Memindai gambar mikroskop elektron ZnO:Fe NPs yang diendapkan pada jala tembaga setelah sedimentasi agregat besar. Pembesaran 100 kx (a ) dan 20 kx (b ). Suspensi yang mengandung 1 mg nanopartikel ZnO per mililiter air diteteskan pada mesh tembaga berlapis polikarbonat untuk memungkinkan pengamatan mikroskop pemindaian resolusi tinggi
Analisis termogravimetri (TGA) dan kalorimetri pemindaian diferensial (DSC) dilakukan di bawah aliran argon dari suhu kamar hingga 800 °C dan hasil yang diperoleh ditunjukkan pada Gambar. 2. Kehilangan massa pertama terjadi hingga 200 °C dan itu menyebabkan penurunan massa sampel sebesar 4,78% dibandingkan dengan massa awalnya. Kehilangan kedua tercatat antara 200 dan 400 °C dan nilainya sekitar 7,36%. Tidak ada penurunan massa lainnya hingga 800 °C. Yang pertama terkait dengan penguapan molekul air yang teradsorpsi di permukaan dan yang kedua kemungkinan disebabkan oleh reduksi gugus hidroksil. Kurva DSC menunjukkan puncak endotermik pada 118,3 °C (− 0,6175 mW/mg, penguapan air) dan puncak eksotermik pada 283,1 °C (0,4356 mW/mg, dekomposisi gugus hidroksil). Efek kecil terkait dekomposisi menunjukkan bahwa kristalisasi hampir penuh dari nanopartikel ZnO:Fe terjadi pada proses hidrotermal gelombang mikro.
TGA/DSC dari ZnO:Fe NP dipanaskan dalam argon
Gambar 3 menunjukkan spektrum fotoluminesensi suhu kamar ZnO:Fe NPs. Spektrum emisi (Gbr. 3a) terdiri dari dua fitur:pendaran sempit di dekat tepi pita (NBE) intensitas rendah dan pendaran emisi tingkat dalam (DLE) yang sangat intens. Yang pertama memuncak pada ~ 380 nm sedangkan yang kedua pada 600 nm. Dominasi intensitas DLE pada spektrum menunjukkan bahwa nanocrystals diperoleh sangat membelot pada tingkat kristalografi [31,32,33]. Spektrum eksitasi (Gbr. 3b) menunjukkan mekanisme emisi dari level dalam di celah pita ZnO:Fe.
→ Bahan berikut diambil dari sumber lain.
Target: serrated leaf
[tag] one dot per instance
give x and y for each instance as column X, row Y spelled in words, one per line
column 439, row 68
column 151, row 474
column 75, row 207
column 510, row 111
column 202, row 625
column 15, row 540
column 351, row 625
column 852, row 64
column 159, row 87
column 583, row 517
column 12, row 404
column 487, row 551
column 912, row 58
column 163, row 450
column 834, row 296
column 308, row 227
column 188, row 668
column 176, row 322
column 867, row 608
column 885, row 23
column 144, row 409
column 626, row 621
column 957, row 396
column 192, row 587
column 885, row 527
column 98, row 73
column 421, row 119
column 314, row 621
Emisi fotoluminesensi (PL) (a , kecuali =260 nm) dan eksitasi (b , em =595 nm) spektrum ZnO:Fe NPs. Sampel dituangkan secara longgar ke dalam matriks aluminium kemudian diseimbangkan kembali untuk memungkinkan pengukuran PL. Urutan kedua dan lebih tinggi dari panjang gelombang eksitasi disaring dengan filter bandpass spektral
Spektrum katodoluminesensi ZnO:Fe NP ditunjukkan pada Gambar 4; Rasio intensitas DLE/NBE adalah 25. Puncak pita NBE pada ca. 380 nm, pita DLE berisi empat komponen yang memuncak pada ~ 570, 625, 653 nm dan sangat lemah pada 770 nm. Menurut McCluskey dan Jokela [34], pita 570-nm terkait dengan kekosongan oksigen, sementara yang lain ditugaskan untuk kekosongan seng dalam kisi tipe wurtzite [35].
Spektrum Cathodoluminescence (CL) dari ZnO:Fe NPs. Nanopowder kering dibuat pelet untuk mendapatkan spektrum CL yang berasal dari sampel dalam jumlah besar. Pita yang ditampilkan menggambarkan kuantitas dan kualitas cacat kristalografi yang ada pada nanokristal seng oksida
Kuantitas besi dalam sampel ditentukan dengan menggunakan dua teknik:spektroskopi serapan atom (AAS) dan spektroskopi sinar-X dispersif energi (EDX). Dalam kasus AAS, suspensi disiapkan sama seperti yang digunakan dalam percobaan hewan pengerat dianalisis untuk menunjukkan 3,98 % atom Fe dalam ZnO:Fe. Dengan metode EDX, serbuk kering dianalisa pada kasa tembaga untuk mendapatkan konsentrasi besi sebesar 4,5%at. dalam kaitannya dengan ion seng.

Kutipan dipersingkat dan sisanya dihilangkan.